Teacher Loses Job After Commenting About Students, Parents on Facebook

Teacher loses job over Facebook post

Facebook users take note: If you want to keep your job, you're better off doing your job-related griping offline.

Massachusetts high school teacher June Talvitie-Siple learned the hard way that a Facebook wall is probably not the best place to spout off about the students and parents in her community.

Talvitie-Siple, a supervisor of the high school math and science program in Cohasset, Mass., was forced to resign this week after parents spotted Facebook comments she wrote describing students as "germ bags" and parents as "snobby" and "arrogant."

Two parents in the community alerted the school superintendent after noticing the posts on her Facebook wall, Talvitie-Siple said. The superintendent, who was on vacation overseas, sent an e-mailing asking her to resign.

"She did what was probably the most appropriate thing to do," Talvitie-Siple told ABCNews.com. "I embarrassed her, I embarrassed the school district and, you know, if I were her, I probably would have done the same thing. It was not a surprise."

The 54-year-old teacher said she thought her posts would only be visible to her friends and didn't realize that her Facebook settings made the comments visible to others on the Internet.

In one of the posts, she said, she joked to her friends that students were "germ bags" because she was so tired of catching illnesses from school kids. She said had been sick for six months, and every time she started to recover she would get another bug from a student.

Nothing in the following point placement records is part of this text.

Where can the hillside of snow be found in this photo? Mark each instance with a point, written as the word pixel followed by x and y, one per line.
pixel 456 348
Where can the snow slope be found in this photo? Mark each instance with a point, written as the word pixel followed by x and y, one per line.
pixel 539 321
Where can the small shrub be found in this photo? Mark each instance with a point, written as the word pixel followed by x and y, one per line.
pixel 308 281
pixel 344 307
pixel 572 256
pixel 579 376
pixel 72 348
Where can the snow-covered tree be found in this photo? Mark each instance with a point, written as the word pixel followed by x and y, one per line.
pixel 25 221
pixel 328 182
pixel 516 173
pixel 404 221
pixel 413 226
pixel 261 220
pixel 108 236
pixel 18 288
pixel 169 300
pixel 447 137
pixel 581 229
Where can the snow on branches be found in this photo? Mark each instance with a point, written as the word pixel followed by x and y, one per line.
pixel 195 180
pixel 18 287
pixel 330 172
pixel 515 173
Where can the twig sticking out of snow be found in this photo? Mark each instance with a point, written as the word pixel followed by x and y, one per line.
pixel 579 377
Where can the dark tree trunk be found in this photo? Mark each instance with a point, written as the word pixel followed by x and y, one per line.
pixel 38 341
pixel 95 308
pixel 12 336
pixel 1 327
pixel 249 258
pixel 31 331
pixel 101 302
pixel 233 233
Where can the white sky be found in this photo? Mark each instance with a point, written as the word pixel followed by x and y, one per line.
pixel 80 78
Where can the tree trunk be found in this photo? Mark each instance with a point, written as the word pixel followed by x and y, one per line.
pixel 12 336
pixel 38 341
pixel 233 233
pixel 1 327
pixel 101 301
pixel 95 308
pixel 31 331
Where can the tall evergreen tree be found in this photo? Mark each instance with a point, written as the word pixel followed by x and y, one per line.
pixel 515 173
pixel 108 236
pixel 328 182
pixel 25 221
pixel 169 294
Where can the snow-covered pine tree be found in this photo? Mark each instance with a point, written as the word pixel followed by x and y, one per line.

Teacher: Facebook Posts Grew Out of Frustration

"I was on my third round of antibiotics and I just basically said, 'Oh my goodness, I remember now why I got out of teaching,'"she said. "It actually is a fact that at one point I was so sick that I decided that I don't have a strong constitution for upper respiratory infections, so I went into another aspect of education to get away from that."

"When I took this job, I knew I was risking the possibility that I would be exposed to kids again in a concentrated form and that I might get sick. And, sure enough, I ended the year with pneumonia."

The comment about the parents stemmed from "political activity" between the teachers' union, the administrators, the school committee and parents, she said.

"It's caused a very stressful year for every administrator, not just me. And it's made it a very caustic place to work," Talvitie-Siple said. "[It's] a product of a lot of frustration and angst about whether I should leave or not."

After writing on Facebook "I'm so not looking forward to another year at Cohasset Schools," she added that the community was "arrogant" and "snobby."

"I made a stupid mistake, it may have cost me my career," she said.

Talvitie-Siple said she's adjusted her Facebook settings and hopes her experience can be a lesson for others.

"I take full responsibility for my stupidity and I hope it serves as an example to kids that they need to be very, very vigilant about their privacy," she said.